眸光掠过,她的眼神微微渗了几分隐约柔软;那是一个长辈喜见晚辈殷殷长成的祈切与安慰。
东方语没有抬头,她一直慢条斯理品尝着皇宫才能吃得着的美食;她虽然专注于美食,但她眼角视域可没错过太后那来回掠看的目光。
不过,只要不关她的事,她乐得看别人烦恼去。
若是太后一直盯着她不放,她今天岂不注定得饿肚子。
太后收回视线,眼底有点点慈爱浮动。
她搁下碗筷,看着底下大都已然吃饱,只在交头接耳小声议论的宾客,微微笑道:“哀家接下来有个喜讯要与大家分享。”
喜讯?
无论是正在埋头与美食奋战的,还是交头接耳窃窃私语的,听闻这两字,立时绷直了腰杆,瞪大了眼珠,充满期盼与疑惑齐齐做出统一的动作,向上看齐。
就连皇帝也被这个词惊了惊,他眯起深邃眼眸,露出一条狭长的眼缝渗一丝狐疑看了看太后。
“忠勇侯李侯爷。”太后目光一转,飘向男宾席的李昌盛,嘴角渗着一丝算计的笑意,“哀家记得你的孙子李枫林今年已经届弱冠了吧?”
被点到名的李昌盛不得不迎上众人道道古怪的目光,应道:“回太后,枫林在上个月已举行了弱冠礼。”

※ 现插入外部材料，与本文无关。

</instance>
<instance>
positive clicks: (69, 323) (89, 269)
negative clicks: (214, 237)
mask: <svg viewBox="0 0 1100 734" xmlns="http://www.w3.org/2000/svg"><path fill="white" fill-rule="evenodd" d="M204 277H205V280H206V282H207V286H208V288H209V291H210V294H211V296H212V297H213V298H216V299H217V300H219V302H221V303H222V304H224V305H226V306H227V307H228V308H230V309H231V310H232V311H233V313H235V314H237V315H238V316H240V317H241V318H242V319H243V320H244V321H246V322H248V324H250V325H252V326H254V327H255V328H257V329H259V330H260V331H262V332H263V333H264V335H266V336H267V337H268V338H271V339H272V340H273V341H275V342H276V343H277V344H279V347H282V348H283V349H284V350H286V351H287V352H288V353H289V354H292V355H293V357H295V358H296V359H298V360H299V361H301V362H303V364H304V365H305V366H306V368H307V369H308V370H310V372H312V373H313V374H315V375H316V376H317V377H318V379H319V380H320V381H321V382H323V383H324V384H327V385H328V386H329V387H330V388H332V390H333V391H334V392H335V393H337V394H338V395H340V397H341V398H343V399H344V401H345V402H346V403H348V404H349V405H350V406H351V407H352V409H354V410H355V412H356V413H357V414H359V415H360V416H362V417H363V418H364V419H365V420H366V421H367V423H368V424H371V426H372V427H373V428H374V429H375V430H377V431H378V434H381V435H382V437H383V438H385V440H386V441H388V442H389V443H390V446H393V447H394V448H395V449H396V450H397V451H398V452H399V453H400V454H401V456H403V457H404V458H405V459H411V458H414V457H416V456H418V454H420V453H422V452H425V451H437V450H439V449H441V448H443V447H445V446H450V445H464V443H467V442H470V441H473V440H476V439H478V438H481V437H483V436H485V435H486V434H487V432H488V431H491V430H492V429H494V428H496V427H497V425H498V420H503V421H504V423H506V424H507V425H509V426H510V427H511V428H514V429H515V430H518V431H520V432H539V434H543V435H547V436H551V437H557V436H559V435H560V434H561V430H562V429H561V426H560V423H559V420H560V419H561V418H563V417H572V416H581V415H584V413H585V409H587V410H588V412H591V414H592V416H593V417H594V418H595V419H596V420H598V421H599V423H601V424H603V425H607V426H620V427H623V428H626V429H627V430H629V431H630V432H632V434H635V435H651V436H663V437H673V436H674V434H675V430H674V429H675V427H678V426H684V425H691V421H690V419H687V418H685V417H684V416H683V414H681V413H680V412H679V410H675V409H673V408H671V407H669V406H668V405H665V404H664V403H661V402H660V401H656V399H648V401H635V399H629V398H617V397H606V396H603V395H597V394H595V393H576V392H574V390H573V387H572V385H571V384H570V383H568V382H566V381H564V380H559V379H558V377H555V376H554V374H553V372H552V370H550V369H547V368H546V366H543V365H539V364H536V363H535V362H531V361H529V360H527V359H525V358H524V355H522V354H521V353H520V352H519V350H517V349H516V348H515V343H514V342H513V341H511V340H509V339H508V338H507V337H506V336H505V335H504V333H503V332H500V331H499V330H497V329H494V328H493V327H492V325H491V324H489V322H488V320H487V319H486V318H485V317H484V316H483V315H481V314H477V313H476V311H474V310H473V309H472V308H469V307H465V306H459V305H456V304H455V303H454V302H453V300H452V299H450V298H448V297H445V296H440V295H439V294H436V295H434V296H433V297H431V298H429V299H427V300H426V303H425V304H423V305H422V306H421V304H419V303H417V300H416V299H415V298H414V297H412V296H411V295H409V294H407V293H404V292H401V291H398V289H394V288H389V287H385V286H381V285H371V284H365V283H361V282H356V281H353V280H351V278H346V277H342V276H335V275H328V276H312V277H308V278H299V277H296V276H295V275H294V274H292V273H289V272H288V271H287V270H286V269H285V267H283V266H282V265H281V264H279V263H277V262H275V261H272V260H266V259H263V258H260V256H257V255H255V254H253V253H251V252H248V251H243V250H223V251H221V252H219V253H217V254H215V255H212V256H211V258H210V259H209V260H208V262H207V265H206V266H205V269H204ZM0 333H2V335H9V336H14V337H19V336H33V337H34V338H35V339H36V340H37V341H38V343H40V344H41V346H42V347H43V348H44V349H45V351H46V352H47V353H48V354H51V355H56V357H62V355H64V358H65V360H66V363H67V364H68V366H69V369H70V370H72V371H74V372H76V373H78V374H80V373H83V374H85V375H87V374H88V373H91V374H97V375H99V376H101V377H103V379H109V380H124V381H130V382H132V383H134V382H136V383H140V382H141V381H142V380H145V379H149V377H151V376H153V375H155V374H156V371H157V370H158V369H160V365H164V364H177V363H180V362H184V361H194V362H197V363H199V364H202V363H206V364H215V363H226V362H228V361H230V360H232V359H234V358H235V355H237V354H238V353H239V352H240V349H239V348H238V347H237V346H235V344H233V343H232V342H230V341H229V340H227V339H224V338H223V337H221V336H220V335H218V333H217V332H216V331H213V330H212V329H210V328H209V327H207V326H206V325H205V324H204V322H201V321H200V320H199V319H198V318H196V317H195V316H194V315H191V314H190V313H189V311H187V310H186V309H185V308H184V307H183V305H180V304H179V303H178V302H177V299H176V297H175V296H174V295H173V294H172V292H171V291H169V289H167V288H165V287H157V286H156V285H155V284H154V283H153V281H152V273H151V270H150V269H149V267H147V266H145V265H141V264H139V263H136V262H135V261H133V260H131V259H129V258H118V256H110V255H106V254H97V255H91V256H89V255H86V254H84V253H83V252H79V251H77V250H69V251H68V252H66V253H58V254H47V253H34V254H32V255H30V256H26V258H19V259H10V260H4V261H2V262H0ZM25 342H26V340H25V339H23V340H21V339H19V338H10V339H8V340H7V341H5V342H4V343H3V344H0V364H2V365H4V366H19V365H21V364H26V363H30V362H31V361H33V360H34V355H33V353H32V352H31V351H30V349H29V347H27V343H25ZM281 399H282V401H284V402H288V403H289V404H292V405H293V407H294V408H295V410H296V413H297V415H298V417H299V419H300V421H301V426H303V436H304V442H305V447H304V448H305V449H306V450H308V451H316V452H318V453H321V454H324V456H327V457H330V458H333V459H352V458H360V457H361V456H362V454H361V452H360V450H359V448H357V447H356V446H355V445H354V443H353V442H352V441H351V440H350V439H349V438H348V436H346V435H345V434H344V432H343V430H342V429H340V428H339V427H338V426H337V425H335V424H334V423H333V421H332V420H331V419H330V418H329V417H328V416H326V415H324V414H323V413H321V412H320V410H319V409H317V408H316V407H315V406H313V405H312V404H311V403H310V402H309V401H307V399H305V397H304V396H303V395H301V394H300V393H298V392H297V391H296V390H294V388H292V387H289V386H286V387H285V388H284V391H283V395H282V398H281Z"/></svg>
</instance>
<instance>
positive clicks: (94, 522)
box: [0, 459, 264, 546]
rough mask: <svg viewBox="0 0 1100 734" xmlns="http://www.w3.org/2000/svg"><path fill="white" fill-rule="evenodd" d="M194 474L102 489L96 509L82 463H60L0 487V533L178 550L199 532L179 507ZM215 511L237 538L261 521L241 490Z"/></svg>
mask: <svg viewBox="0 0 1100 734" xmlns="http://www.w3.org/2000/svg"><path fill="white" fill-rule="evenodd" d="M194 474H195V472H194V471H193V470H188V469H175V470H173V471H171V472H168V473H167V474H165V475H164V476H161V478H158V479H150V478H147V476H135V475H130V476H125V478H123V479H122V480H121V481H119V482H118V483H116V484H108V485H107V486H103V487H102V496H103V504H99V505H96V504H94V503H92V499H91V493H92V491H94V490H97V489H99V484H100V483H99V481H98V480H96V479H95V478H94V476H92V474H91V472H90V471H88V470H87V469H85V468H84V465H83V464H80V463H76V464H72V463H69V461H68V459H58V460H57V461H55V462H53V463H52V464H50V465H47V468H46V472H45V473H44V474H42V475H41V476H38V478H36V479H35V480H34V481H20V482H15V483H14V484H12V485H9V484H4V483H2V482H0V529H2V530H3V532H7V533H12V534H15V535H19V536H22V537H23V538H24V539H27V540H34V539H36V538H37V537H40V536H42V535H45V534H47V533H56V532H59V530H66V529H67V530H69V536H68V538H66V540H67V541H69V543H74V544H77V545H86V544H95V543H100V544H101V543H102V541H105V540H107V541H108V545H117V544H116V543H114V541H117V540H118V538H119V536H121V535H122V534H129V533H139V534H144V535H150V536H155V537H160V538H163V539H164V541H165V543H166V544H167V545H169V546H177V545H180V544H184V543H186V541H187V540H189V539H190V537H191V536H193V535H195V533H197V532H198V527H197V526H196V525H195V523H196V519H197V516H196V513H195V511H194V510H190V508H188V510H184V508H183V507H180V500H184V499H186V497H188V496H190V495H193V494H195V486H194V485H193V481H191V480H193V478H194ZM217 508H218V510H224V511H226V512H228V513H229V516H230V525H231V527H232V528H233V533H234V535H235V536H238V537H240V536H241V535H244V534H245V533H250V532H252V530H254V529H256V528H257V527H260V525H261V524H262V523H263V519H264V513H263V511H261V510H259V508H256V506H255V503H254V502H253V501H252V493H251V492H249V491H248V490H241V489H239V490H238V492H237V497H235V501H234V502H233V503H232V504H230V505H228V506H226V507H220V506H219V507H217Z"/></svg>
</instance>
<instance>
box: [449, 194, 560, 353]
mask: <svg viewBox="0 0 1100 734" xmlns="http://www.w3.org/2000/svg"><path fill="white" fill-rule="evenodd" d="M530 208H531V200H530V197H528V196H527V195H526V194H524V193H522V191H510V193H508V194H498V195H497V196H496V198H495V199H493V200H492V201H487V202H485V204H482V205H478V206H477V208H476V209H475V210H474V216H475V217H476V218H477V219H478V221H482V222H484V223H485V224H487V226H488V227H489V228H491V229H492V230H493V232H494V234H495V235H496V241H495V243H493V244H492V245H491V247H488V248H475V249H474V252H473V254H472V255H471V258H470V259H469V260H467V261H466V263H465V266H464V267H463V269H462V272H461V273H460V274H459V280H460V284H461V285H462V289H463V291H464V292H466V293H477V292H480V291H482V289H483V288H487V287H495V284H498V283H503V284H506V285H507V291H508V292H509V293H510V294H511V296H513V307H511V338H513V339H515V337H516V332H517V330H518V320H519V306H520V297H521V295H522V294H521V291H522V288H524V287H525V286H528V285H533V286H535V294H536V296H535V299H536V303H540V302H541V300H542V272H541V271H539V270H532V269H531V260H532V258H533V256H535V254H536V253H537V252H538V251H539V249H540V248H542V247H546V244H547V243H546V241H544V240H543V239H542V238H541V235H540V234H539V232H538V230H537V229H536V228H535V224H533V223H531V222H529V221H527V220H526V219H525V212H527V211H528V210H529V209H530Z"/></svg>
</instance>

“哦,这就好,行过弱冠礼就是成年人了。”太后微微笑了笑,目光慈和转掠到男宾席另外一个位置,落在一个年少略有些腼腆的男子身上停了停,“哀家记得他还没有成亲,对吧?”
李昌盛闻言,心中莫名紧了紧。
听太后这语气,是要给枫林赐婚了?
“谢太后眷念,臣觉得枫林年纪尚轻,心性未定,有心让他练历两年,再谈成家。”
太后垂下眼睛,隐隐撇了撇嘴角。
年纪尚轻?心性未定?
怕是之前因为嫡孙李问均还未成亲,作为庶出的李枫林不好越在前面,所以才一直悠着吧?
不过,冷氏一族既然让出了京卫营那个位置,如今也是时候拿回来了。
太后心下冷然,面上仍是一派热络端庄雍容,她当然不会戳穿李昌盛。
“李侯爷此言差矣,枫林既然成年,那就该让他担负起应该担负的责任;这责任有大有小,历来先有小家才有大国,俗语说成家立业;先成家后立业,侯爷不必过分苛严孙子才是。”

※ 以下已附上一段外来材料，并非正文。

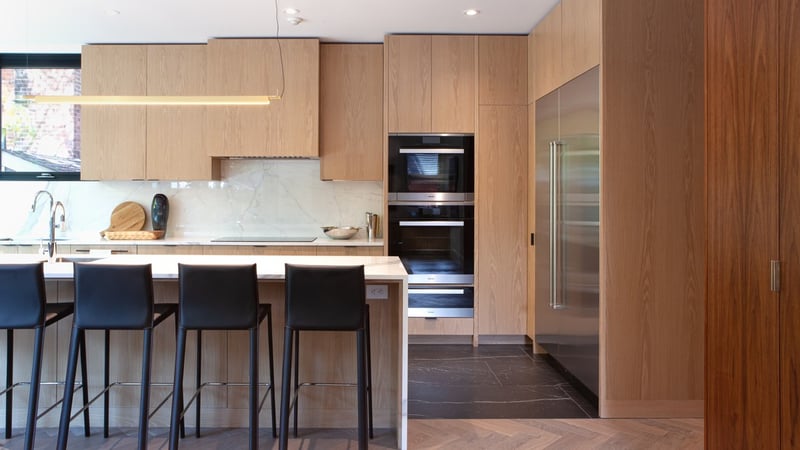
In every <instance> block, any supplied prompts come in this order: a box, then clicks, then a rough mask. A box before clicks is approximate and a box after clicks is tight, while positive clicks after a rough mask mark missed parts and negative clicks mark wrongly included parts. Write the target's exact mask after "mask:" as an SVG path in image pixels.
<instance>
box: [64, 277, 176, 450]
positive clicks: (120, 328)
mask: <svg viewBox="0 0 800 450" xmlns="http://www.w3.org/2000/svg"><path fill="white" fill-rule="evenodd" d="M73 267H74V279H75V317H74V320H73V323H72V333H71V337H70V345H69V361H68V364H67V376H66V385H67V387H68V388H69V387H71V386H72V385H73V384H74V382H75V369H76V367H75V366H76V362H77V351H78V350H77V345H78V342H81V341H82V340H84V339H85V332H86V330H103V331H104V332H105V333H104V334H105V336H104V337H105V342H104V350H105V365H104V388H103V390H102V391H101V392H100V393H99V394H97V395H96V396H95V397H94V398H92V400H90V401H89V404H87V405H86V406H84V407H83V410H82V411H85V410H86V409H87V408H88V407H89V405H90V404H91V403H92V402H94V401H95V400H97V399H98V398H99V397H100V396H103V398H104V401H103V403H104V411H103V436H104V437H108V428H109V426H108V425H109V423H108V422H109V414H108V413H109V390H110V389H111V387H113V386H118V385H131V384H138V385H139V386H140V387H141V395H140V401H139V430H138V431H139V433H138V448H139V449H145V448H146V447H147V430H148V419H149V417H150V416H151V415H152V414H149V409H150V386H151V385H169V386H171V385H172V383H151V380H150V367H151V361H152V332H153V327H155V326H157V325H159V324H161V323H163V322H164V321H165V320H166V319H167V318H168V317H169V316H171V315H173V314H174V313H175V312H176V311H177V305H176V304H174V303H159V304H155V303H154V295H153V276H152V268H151V265H150V264H143V265H128V264H97V263H74V265H73ZM112 330H141V331H143V349H142V376H141V381H140V382H139V383H129V382H123V381H117V382H114V383H111V382H110V380H109V361H110V353H109V346H110V345H109V344H110V331H112ZM170 395H171V392H170ZM167 398H168V397H167ZM164 402H166V399H165V400H164V401H162V402H161V403H160V404H159V405H158V406H157V407H156V410H157V409H158V407H160V406H161V405H162V404H164ZM71 410H72V394H71V389H66V390H65V395H64V403H63V404H62V407H61V421H60V423H59V428H58V442H57V447H56V448H58V449H59V450H63V449H66V446H67V439H68V437H69V422H70V420H72V418H71V417H70V414H71ZM80 412H81V411H79V412H78V413H77V414H80ZM153 413H155V411H153ZM77 414H76V415H77ZM73 418H74V417H73Z"/></svg>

“哀家记得冷尚书家中有一爱女名唤冷悠蝶,是个将端庄贤惠知书识礼的好姑娘,今年五月已过了及笄,目前也尚无婚配。”太后不容李昌盛反应,目光微微一掠,透着无形的震慑力度压在他头顶,“无论年岁还是家境,哀家看悠蝶与枫林正相配。”
“今天,哀家就当着这个喜庆的日子,特赐忠勇侯府与冷府缔结姻亲。”
“嗯,哀家看来月的日子就不错,还请侯爷到时挑个黄道吉日,让他们两个小辈将婚事给办了。”
太后几句话,迅速而清晰,几乎以斩钉截铁般的决断,一下便定了冷悠蝶与李枫林的婚事。
皇帝赐婚,做臣子的只能认命接受;换了太后赐婚,忠勇侯也只能认命接受。
太后的冷情强势是出了名的。
忠勇侯尽管心里不情愿,他站起来谢恩的时候也有些磨磳,胡子还在不停地翘呀翘,待了半天,他终于站直,遥对太后拱手,施礼,道:“老臣多谢太后抬爱。”
太后微微一笑,眼神却仍明显带着独有的慑人凌厉,“那么哀家在此先恭贺李侯爷了。”
这是逼着李昌盛同意她刚才提议的,在下月择好日子将冷悠蝶迎进李府了。
李昌盛脸色微微有些黑,他甚至连眼皮也没抬,他实在没有兴趣去看上面那个强势的女人,只是作了作揖,应了声:“臣谨遵太后懿旨。”
得了太昌盛应诺,太后似是完成了一桩久悬的心事般,她眉目含笑,拿起杯子向下面一众宾客敬了敬。
除了忠勇侯府那些人脸色不豫之外,其他人都露着欢喜的笑容回敬太后。
反而太后要将忠勇侯府拉到冷氏阵营,跟他们无关,他们自然乐得作壁上观。